JAKARTA, KOMPAS.com - Menteri Hukum dan Hak Asasi Manusia Yasonna H Laoly menantang lima guru besar untuk debat terbuka mengenai remisi untuk koruptor.
Lima guru besar yang dimaksud adalah Guru besar Universitas Islam Indonesia Mahfud MD, Guru besar Universitas Jenderal Soedirman Hibnu Nugroho, Guru besar Universitas Indonesia Rhenald Kasali, Guru Besar Universitas Indonesia Sulistyowati Irianto, dan Guru besar Universitas Bosowa '45 Marwan Mas.
Sebelumnya, para profesor itu menyurati Presiden Joko Widodo agar tidak mempermudah syarat pemberian remisi untuk koruptor yang diatur dalam Peraturan Pemerintah Nomor 99 Tahun 2012 tentang Syarat dan Tata Cara Pelaksanaan Hak Warga Binaan Pemasyarakatan.
(Baca: Lima Guru Besar Tulis Surat untuk Jokowi, Ini Isinya)
"Kemarin saya sudah bertemu Prof Mahfud, saya mau undang lima profesor, kita debat terbuka," kata Yasonna di Kompleks Parlemen, Senayan, Jakarta, Rabu (7/9/2016).
Pemerintah berencana merevisi PP yang diteken di era pemerintahan Susilo Bambang Yudhoyono itu.
Menkumham menegaskan bahwa saat ini pihaknya terus mengkaji revisi PP 99/2012 itu.
Kemenkumham juga sudah berdiskusi dengan kelompok masyarakat seperti Indonesia Corruption Watch hingga Komisi Pemberantasan Korupsi.
Yasonna juga mengaku sudah mengirimkan surat kepada seluruh pemimpin redaksi media massa yang berisi penjelasan mengenai revisi PP 99/2012.
"Artinya ini kajian secara keilmuan secara perundang-undangan. Benar enggak yang saya lakukan, lebih baik mana dari yang lama. Kami diskusi," ucap politisi PDI-P ini.
(Baca juga: Jika Revisi PP Remisi, Komitmen Pemerintah dalam Berantas Korupsi Dipertanyakan)

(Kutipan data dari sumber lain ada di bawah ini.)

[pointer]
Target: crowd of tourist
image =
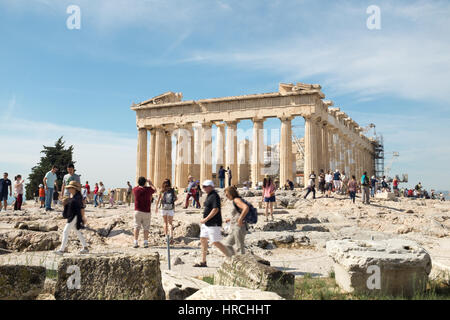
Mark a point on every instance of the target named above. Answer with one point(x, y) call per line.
point(74, 197)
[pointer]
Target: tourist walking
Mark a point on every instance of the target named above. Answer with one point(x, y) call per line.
point(221, 175)
point(42, 196)
point(196, 193)
point(112, 194)
point(384, 185)
point(311, 185)
point(268, 196)
point(190, 190)
point(142, 205)
point(129, 192)
point(74, 213)
point(167, 200)
point(50, 183)
point(101, 192)
point(96, 195)
point(5, 184)
point(87, 187)
point(55, 195)
point(18, 191)
point(373, 186)
point(352, 185)
point(211, 224)
point(67, 179)
point(238, 224)
point(365, 183)
point(328, 183)
point(321, 181)
point(344, 182)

Rencana pemerintah merevisi PP 99/2012 dianggap mempermudah remisi bagi koruptor karena menghilangkan syarat agar menjadi justice collaborator.
Dengan demikian, terpidana bisa mendapat remisi hanya dengan dua syarat pokok, yakni berkelakuan baik dan telah menjalani sepertiga masa pidananya.
Direktur Jenderal Pemasyarakatan Kementerian Hukum dan Hak Asasi Manusia I Wayan Kusmiantha Dusak mengatakan, upaya revisi PP No 99/2012 itu mendesak dilakukan mengingat kondisi Lembaga Pemasyarakatan yang kian padat.